Counsel:  Your honor, just for consideration, you indicated specifically no duty to defend and used the term no coverage.  Does that mean no duty to indemnify also?

The Court:  Yeah, it does at this point; right. 

He appears to argue that the circuit court should not have reached the issue of whether West Bend had a duty to indemnify when later facts could establish such a duty.

18      We reject Raush’s argument.  First, because we review summary judgment motions de novo, see Doyle, 219 Wis. 2d at 283, it does not matter what the circuit court decided.  We have independently concluded that summary judgment was appropriate.  Moreover, all the circuit court meant by the language Raush cites was that, based on the four corners of the complaint, there was no apparent duty to indemnify.  Certainly, facts not included in a complaint sometimes emerge at trial, but the courts cannot consider on summary judgment facts not of record and not known to be in existence.  We will not speculate about whether new facts will later reveal that West Bend has a duty to indemnify Raush.  Raush may raise the issue if and when such facts materialize.
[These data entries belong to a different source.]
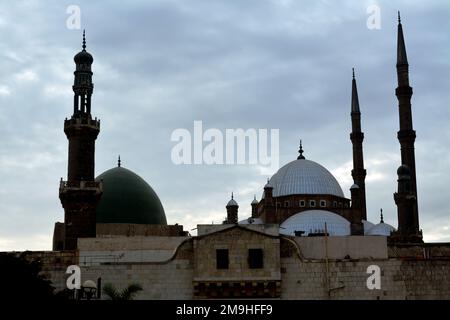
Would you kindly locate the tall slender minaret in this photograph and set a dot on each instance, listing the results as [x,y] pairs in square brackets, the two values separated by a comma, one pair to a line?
[406,135]
[80,194]
[357,137]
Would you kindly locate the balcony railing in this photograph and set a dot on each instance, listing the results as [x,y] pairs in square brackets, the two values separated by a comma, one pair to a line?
[86,185]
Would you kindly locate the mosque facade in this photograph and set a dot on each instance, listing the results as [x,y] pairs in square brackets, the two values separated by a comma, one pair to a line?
[303,240]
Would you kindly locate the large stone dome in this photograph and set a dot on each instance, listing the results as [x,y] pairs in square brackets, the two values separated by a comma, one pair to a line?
[127,198]
[304,177]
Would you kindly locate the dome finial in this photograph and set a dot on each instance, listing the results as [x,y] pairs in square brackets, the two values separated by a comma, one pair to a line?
[300,151]
[84,40]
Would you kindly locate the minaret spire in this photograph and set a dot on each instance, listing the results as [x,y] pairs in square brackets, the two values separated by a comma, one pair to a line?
[402,58]
[358,172]
[84,40]
[355,100]
[300,151]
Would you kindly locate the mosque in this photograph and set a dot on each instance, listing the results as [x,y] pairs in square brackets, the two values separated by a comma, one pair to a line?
[303,240]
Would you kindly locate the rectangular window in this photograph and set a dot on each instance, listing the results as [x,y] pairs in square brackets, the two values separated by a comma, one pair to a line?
[222,258]
[255,258]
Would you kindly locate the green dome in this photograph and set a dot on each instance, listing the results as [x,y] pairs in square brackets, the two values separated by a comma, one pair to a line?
[127,198]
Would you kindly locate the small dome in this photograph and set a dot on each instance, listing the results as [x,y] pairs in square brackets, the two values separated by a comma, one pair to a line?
[367,226]
[89,284]
[313,221]
[83,57]
[268,185]
[304,177]
[251,221]
[127,198]
[381,229]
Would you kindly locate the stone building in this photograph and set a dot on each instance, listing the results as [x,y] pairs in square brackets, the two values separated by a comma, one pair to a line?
[304,239]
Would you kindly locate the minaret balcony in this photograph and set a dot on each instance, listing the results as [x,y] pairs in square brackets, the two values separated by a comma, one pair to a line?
[67,186]
[82,120]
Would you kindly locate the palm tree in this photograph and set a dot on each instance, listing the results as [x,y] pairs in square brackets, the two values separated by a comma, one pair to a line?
[129,293]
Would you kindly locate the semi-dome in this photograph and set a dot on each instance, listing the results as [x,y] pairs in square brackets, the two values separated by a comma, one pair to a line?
[313,221]
[303,176]
[381,229]
[127,198]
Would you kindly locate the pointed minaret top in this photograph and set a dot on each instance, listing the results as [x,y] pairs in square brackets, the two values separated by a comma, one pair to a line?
[300,151]
[355,100]
[84,40]
[402,59]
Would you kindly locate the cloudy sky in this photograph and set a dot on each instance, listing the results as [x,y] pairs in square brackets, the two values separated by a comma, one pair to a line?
[263,64]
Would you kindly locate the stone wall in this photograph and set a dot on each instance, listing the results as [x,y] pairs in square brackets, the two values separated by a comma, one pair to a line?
[238,240]
[346,279]
[165,280]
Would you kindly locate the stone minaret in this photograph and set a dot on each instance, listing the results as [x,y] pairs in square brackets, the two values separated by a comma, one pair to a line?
[232,211]
[357,137]
[408,225]
[406,135]
[79,195]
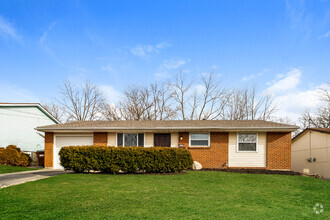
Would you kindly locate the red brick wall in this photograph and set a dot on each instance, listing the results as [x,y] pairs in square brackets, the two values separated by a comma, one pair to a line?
[279,150]
[215,156]
[49,143]
[100,138]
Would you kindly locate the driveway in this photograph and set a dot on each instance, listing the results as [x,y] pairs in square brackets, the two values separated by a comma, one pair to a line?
[10,179]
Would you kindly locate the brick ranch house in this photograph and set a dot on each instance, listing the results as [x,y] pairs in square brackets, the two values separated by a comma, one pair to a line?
[213,143]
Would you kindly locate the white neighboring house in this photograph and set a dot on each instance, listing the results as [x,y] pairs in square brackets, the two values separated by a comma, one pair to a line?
[18,122]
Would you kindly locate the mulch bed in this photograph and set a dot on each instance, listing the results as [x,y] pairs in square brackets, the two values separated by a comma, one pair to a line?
[255,171]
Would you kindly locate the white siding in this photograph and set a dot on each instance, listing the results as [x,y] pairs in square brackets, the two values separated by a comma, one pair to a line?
[17,127]
[247,159]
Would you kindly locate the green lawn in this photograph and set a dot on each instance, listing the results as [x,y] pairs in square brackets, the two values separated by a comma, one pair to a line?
[195,195]
[11,169]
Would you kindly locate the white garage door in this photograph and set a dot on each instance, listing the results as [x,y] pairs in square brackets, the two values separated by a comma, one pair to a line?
[62,141]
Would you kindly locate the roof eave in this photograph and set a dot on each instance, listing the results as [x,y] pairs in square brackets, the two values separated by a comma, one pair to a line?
[116,129]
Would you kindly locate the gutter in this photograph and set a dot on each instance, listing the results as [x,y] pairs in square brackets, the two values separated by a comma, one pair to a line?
[166,128]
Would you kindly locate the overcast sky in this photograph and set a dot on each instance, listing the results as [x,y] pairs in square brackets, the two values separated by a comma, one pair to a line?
[281,46]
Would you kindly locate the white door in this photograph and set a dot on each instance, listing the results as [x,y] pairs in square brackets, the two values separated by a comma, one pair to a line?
[62,141]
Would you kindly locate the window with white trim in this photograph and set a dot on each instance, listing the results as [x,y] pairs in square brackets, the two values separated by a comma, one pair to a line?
[199,140]
[130,139]
[247,142]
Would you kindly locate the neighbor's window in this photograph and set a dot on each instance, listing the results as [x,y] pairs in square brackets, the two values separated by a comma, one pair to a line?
[199,140]
[130,140]
[247,142]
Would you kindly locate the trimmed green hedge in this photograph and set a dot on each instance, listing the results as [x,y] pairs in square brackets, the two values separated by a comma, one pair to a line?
[125,159]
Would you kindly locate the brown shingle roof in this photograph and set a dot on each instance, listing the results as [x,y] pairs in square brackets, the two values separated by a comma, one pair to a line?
[322,130]
[173,124]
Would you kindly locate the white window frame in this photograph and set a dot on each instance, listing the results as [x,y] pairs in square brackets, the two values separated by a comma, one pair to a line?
[237,149]
[137,138]
[208,145]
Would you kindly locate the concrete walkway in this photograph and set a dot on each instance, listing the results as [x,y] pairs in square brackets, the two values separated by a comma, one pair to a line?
[10,179]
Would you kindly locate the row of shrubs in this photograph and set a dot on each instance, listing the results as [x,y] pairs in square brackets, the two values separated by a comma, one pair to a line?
[13,156]
[125,159]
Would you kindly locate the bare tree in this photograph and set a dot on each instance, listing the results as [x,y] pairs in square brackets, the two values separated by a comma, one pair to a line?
[320,119]
[180,93]
[56,110]
[83,102]
[111,112]
[207,99]
[246,104]
[143,103]
[161,97]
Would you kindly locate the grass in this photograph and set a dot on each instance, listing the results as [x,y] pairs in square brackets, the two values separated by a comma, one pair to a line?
[12,169]
[195,195]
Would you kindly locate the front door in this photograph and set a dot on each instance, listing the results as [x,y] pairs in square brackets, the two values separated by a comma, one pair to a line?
[162,140]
19      We hold that the four corners of the complaint do not allege facts that indicate West Bend may be liable to indemnify Raush.  The complaint does not indicate whether Raush falls into any of the various categories of insureds named in the West Bend insurance policy.  Hence, West Bend has no duty to defend the plaintiffs’ suit against Raush.  For that reason, we affirm the circuit court’s grant of summary judgment for West Bend.

            By the Court.—Judgment affirmed.

 


 

 

 



[1]  All references to the Wisconsin Statutes are to the 2003-04 version unless otherwise noted.